Tue Aug 22 05:52:20 BST 2006

On 21 Aug 2006, John Arbash Meinel <john at arbash-meinel.com> wrote:
> We have a number of bugs that have arisen over time, because we may pass
> unfiltered arguments to mutter(). Because we declared '~/.bzr.log' as
> utf-8 encoded, we use a codecs.open(..., 'utf8') file.
> 
> What this does, however, is require that all strings passed to
> file.write() be valid utf8 strings. Even more importantly, because
> internally the file is actively encoding every string that is passed in,
> if you pass a utf-8 string, it tries to up-cast it to Unicode, so that
> it can down encode it into utf-8.
> 
> By default, most people's default encoding is 'ascii' not 'utf8'. You
> have to manually customize site.py to change this.
> 
> There are a couple of ways to approach the problem:
> 
> 1) Do what I've been doing. Manually upcast to Unicode, and if anything
> fails, use 'repr()' to turn it into an ascii string.

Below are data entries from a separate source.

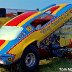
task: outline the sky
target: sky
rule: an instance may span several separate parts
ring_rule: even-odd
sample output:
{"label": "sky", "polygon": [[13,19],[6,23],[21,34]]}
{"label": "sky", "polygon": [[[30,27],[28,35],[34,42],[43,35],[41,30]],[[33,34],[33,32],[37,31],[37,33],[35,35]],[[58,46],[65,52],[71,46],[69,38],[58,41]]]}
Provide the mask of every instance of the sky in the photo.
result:
{"label": "sky", "polygon": [[61,3],[69,4],[72,0],[0,0],[0,8],[35,10]]}

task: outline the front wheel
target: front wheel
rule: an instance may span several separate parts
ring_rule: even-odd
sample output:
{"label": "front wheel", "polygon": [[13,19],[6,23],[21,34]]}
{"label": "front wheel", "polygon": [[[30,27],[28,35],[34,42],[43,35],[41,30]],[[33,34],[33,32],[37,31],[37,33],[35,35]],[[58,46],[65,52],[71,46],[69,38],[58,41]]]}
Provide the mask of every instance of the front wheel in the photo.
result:
{"label": "front wheel", "polygon": [[25,49],[18,64],[18,67],[21,68],[19,70],[21,71],[35,70],[39,64],[39,53],[36,48],[34,46],[30,46],[29,48]]}

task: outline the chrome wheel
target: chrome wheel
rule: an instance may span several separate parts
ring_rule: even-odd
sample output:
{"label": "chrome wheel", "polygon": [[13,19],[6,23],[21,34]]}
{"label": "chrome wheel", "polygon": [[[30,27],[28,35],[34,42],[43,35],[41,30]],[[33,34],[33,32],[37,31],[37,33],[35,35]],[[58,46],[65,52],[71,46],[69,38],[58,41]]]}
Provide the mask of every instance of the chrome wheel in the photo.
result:
{"label": "chrome wheel", "polygon": [[26,64],[26,66],[27,67],[32,67],[32,66],[34,66],[35,62],[36,62],[35,55],[33,53],[28,53],[26,55],[26,58],[25,58],[25,64]]}

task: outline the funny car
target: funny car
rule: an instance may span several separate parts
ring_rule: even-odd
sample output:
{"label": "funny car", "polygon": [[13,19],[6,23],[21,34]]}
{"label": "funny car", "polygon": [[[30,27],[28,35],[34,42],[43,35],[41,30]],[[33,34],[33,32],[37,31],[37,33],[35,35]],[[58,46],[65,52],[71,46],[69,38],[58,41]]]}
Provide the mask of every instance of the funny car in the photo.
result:
{"label": "funny car", "polygon": [[0,64],[18,61],[31,71],[41,59],[71,55],[70,21],[72,4],[52,4],[12,18],[0,26]]}

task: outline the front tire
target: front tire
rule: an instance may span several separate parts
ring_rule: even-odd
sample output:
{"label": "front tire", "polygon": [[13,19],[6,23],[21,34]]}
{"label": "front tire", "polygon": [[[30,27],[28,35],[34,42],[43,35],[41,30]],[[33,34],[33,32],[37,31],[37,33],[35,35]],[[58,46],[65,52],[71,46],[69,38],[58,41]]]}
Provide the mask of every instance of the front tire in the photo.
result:
{"label": "front tire", "polygon": [[17,63],[18,71],[33,71],[38,67],[39,53],[34,46],[29,46],[23,52],[23,55]]}

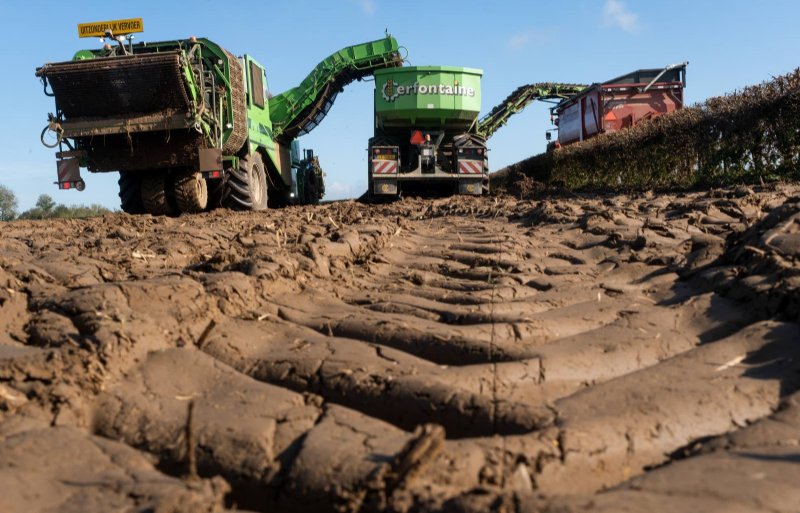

This works, but it
> means that when you pass certain strings, they look a whole lot uglier
> than they have to. Especially certain tracebacks, etc, end up showing up
> as a repr() string, rather than something that might look nicer.
> 
> 2) Change 'bzrlib.trace._trace_file' to be a standard file, and manually
> downcast Unicode to utf-8 before writing it out.

So that cast would be in mutter(), or something called from there?
Along the lines of 

  s = fmt % args
  if isinstance(s, unicode):
    s = s.encode('utf-8')
  trace_file.write(s)

> (1) is certainly possible, and I've already done the fix to do it, as
> part of fixing some other bugs.
> 
> (2) has the property that the output file isn't guaranteed to be in
> utf-8. *most* of it will be, but if you did:
> mutter('foo: %s', '\xff\xff\xff\xff')
> 
> Then literal '\xff' characters would be output into the log file.

I think that's OK.

> Anyway, the question basically boils down to: is it better to get more
> repr() strings in ~/.bzr.log to ensure that it is truly utf-8 encoded.
> Or is it better to be as close to utf-8 as we can, but avoid repr()
> strings, since they are harder to understand.

I think having it be not strictly utf-8 would be OK.  It's not read back
in bzr, and is not likely to be.  If people do read it in an editor or
less then those programs will probably tolerate incorrect encoding.

This also relates to the way debug messages are captured during testing.
In that case we do need to be able to process them in Python, to e.g.
display when the test fails.

I'd like to be able to do say 'bzr -D' and get mutter output to stderr -
it's more straightforward for debugging some things.  But I suppose that
can still do an encoding which either passes through byte strings, or
perhaps removes unprintable characters.

My main priority would be that mutter doesn't fail even if people pass
nominally incorrect parameters (non-decodable byte strings etc).

-- 
Martin